Remember, only your credit report is free. If you want to see your credit score, you’ll have to pay for that and it’s got nothing to do with protecting you from identity theft.

Checking your credit reports often will let you see if there are any new accounts or errors.

Opt Out

You can opt out of unsolicited credit offers by calling 1-888-567-8688. Renew every 5 years.

You can also opt out of offers from companies you do business with – like credit card companies. Read the fine print on the annual disclosures they mail you. There’s always a paragraph with information on how to opt-out of offers.
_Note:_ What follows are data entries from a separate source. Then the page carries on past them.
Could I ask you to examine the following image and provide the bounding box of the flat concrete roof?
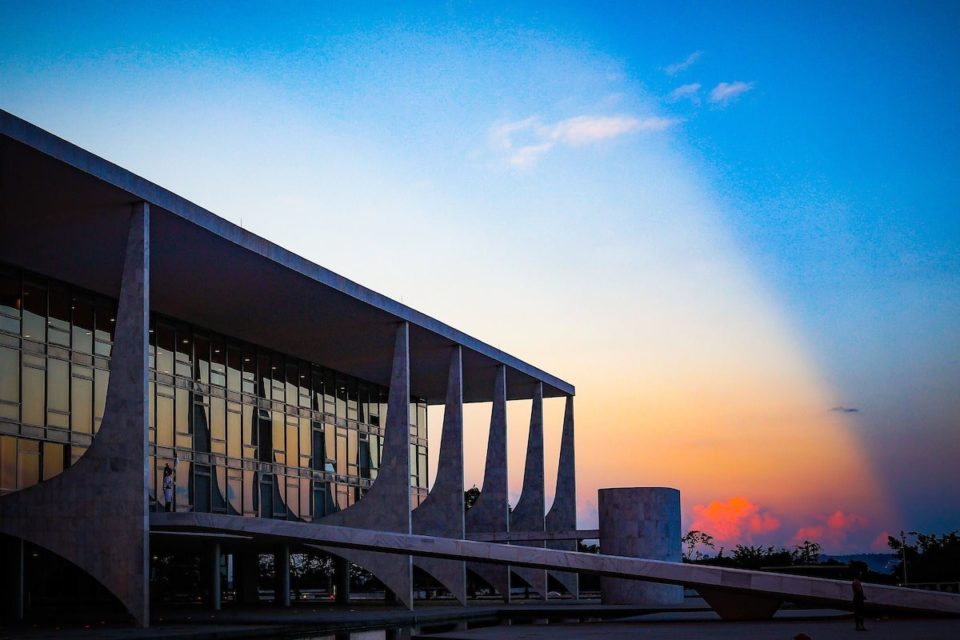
[0,110,575,404]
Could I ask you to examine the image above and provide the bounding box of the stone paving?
[0,605,960,640]
[414,616,960,640]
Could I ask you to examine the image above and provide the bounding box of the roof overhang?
[0,110,575,403]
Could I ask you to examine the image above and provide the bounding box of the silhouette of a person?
[850,575,867,631]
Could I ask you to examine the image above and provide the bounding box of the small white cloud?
[489,116,680,167]
[667,82,700,104]
[550,116,640,147]
[710,82,753,104]
[663,51,700,76]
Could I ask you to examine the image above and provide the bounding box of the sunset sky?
[0,2,960,552]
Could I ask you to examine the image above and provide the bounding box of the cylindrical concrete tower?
[599,487,683,605]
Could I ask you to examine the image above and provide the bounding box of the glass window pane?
[300,418,311,467]
[43,442,64,480]
[193,396,210,452]
[347,429,358,473]
[17,438,40,489]
[174,388,193,432]
[243,350,257,393]
[337,375,347,419]
[0,436,17,495]
[337,435,347,475]
[323,424,337,462]
[227,348,243,392]
[157,393,173,447]
[417,402,427,439]
[227,403,241,458]
[0,347,20,402]
[210,398,227,453]
[243,404,257,458]
[20,364,46,425]
[286,424,300,467]
[93,369,110,431]
[272,411,287,464]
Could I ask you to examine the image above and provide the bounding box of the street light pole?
[900,529,907,586]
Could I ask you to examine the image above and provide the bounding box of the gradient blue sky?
[0,2,960,549]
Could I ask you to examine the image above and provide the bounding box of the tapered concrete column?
[597,487,683,605]
[466,365,510,602]
[510,383,547,599]
[333,556,350,604]
[320,322,413,609]
[0,202,150,626]
[273,544,290,607]
[412,345,467,604]
[207,542,220,611]
[546,396,580,598]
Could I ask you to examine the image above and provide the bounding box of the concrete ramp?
[150,513,960,615]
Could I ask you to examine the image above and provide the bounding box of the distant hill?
[820,553,900,573]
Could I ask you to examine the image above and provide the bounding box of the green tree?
[887,531,960,583]
[791,540,820,565]
[680,529,714,562]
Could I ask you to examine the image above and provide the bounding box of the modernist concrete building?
[0,112,576,624]
[0,111,960,625]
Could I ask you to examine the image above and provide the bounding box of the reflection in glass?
[210,342,227,387]
[210,398,227,453]
[157,396,173,447]
[0,347,20,402]
[0,436,17,495]
[193,396,210,452]
[93,369,110,432]
[43,442,64,480]
[227,402,242,458]
[20,362,46,425]
[47,358,70,413]
[0,266,427,520]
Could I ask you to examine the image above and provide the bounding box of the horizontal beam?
[150,513,960,615]
[470,529,600,542]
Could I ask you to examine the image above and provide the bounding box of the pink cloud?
[870,531,890,553]
[690,496,780,544]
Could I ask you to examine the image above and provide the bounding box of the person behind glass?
[851,574,867,631]
[163,463,173,511]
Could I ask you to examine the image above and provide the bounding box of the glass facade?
[0,265,427,521]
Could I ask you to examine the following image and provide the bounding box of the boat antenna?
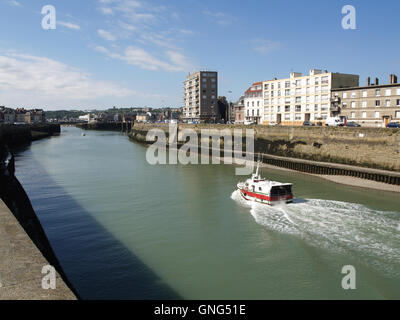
[256,153,262,177]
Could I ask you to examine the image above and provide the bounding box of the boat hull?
[239,189,293,205]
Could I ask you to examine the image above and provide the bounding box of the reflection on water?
[16,127,400,299]
[231,190,400,276]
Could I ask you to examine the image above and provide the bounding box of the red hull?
[240,189,293,203]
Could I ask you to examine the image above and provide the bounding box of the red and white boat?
[237,162,293,205]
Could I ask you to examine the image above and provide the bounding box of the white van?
[325,117,344,127]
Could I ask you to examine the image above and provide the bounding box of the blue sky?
[0,0,400,110]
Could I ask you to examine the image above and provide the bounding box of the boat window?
[271,185,292,196]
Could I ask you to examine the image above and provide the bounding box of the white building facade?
[262,69,359,125]
[244,82,264,124]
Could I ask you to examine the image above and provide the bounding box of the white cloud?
[251,39,282,54]
[203,10,236,26]
[8,0,21,7]
[97,29,117,41]
[94,46,193,72]
[99,7,114,15]
[0,53,135,104]
[57,20,81,30]
[94,0,193,72]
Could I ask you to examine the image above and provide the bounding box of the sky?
[0,0,400,110]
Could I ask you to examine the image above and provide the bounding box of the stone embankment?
[0,124,78,300]
[129,124,400,185]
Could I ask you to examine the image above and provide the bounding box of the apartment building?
[331,74,400,127]
[233,96,244,124]
[262,69,359,125]
[183,71,218,122]
[244,82,264,124]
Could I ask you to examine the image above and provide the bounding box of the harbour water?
[16,127,400,299]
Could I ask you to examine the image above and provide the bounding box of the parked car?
[325,117,344,127]
[346,121,361,127]
[386,122,400,128]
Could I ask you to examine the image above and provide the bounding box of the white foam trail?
[231,190,400,275]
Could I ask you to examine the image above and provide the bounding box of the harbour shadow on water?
[15,147,182,300]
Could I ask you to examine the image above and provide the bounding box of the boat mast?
[255,154,260,177]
Check Financial Accounts Online

At least every 2 weeks, check your online bank accounts and credit card accounts. Make sure all transactions are only ones you’ve initiated.
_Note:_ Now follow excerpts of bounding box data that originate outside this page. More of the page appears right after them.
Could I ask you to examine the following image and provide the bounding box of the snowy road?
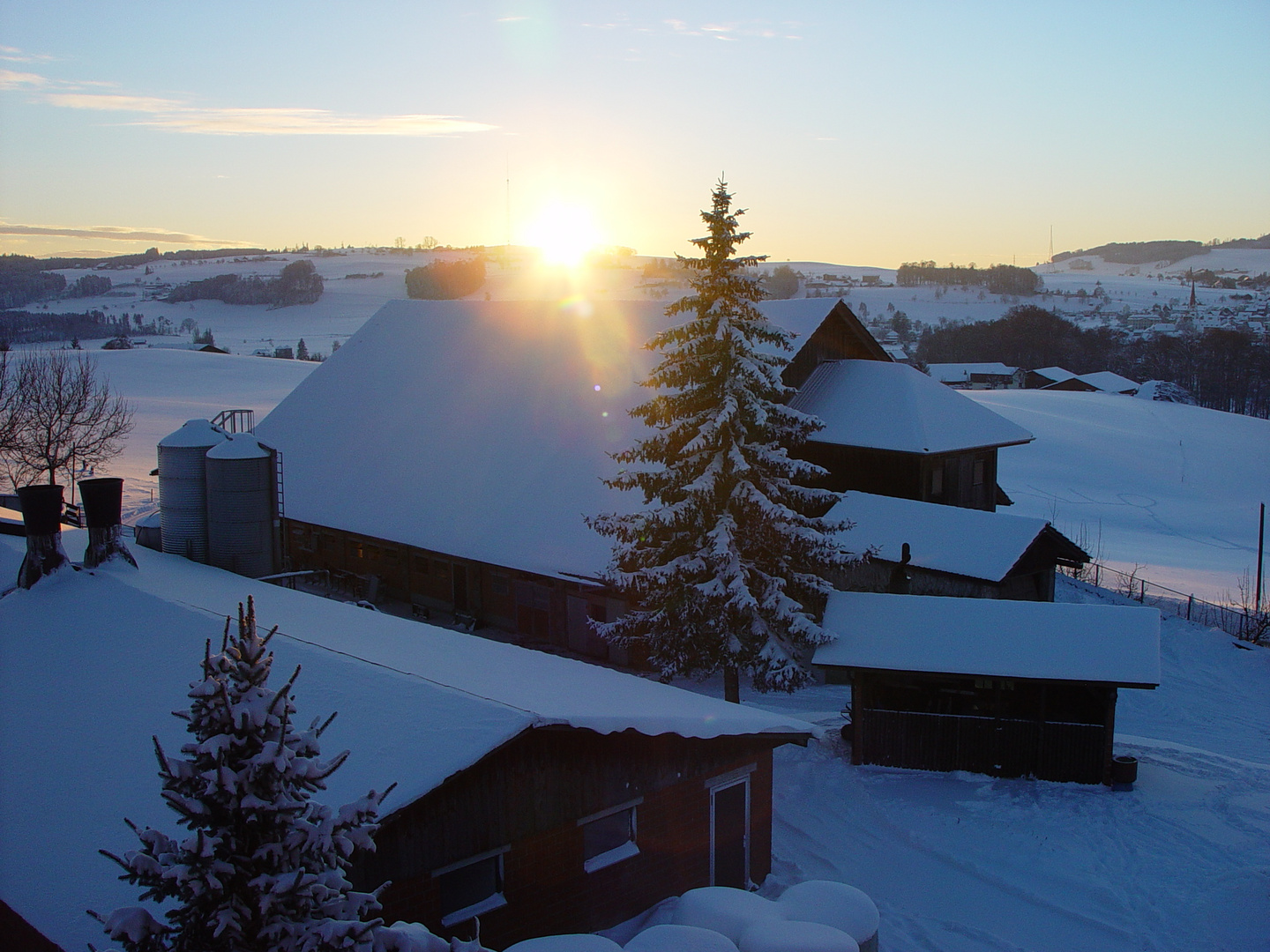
[747,583,1270,952]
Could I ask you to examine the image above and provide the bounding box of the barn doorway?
[710,776,750,889]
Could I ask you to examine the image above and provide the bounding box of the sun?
[526,202,600,268]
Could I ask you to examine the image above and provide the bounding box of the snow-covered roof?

Protect Your Personal Information

Things to never carry in your wallet or bag unless absolutely necessary:

  • Social security card
    • Only needed when getting a new job
  • Passport
    • Carry only if you’re in a foreign country
    • Use a RFID protection case even if just aluminum foil and duct tape one that you make yourself.
  • Birth Certificate
  • Medicare Card – only for new doctor visit

Keep the things in the list above in a safe and secure place in your home.

Shred

Buy a quality crosscut shredder, the kind that turns paper into little pieces not long strips. That will cost you about $50+.

Things to shred

  • All credit offers
    • Credit Cards
    • Blank checks from your credit card company
    • Mortgage offers
  • Home Equity credit offers
  • Life Insurance offers
  • Any paperwork with your personal information on it
    • Bank statements
    • Investment/brokerage statements
  • Bank deposit slips
  • Utility bills
  • Expired credit cards
  • Expired driver’s license

Here’s some more things to do:

  • File your tax return early
  • Don’t write your PIN on your debit card – or on any piece of paper in your wallet
  • Put paid bills into USPS locked/secure mailboxes – not your home mailbox.
  • Create strong passwords and use different ones for each financial and email account.
  • Be alert for phishing scams in emails or phone calls. Never give out your information or password.
  • Keep privacy settings locked down on social sites like Facebook.

These are the bare minimum things you need to do to protect yourself from identity theft. As you can see, anyone can do it, it just takes time and you have to remember to do it. Being gung-ho at the start but then slacking off or procrastinating after 6 months just won’t cut it.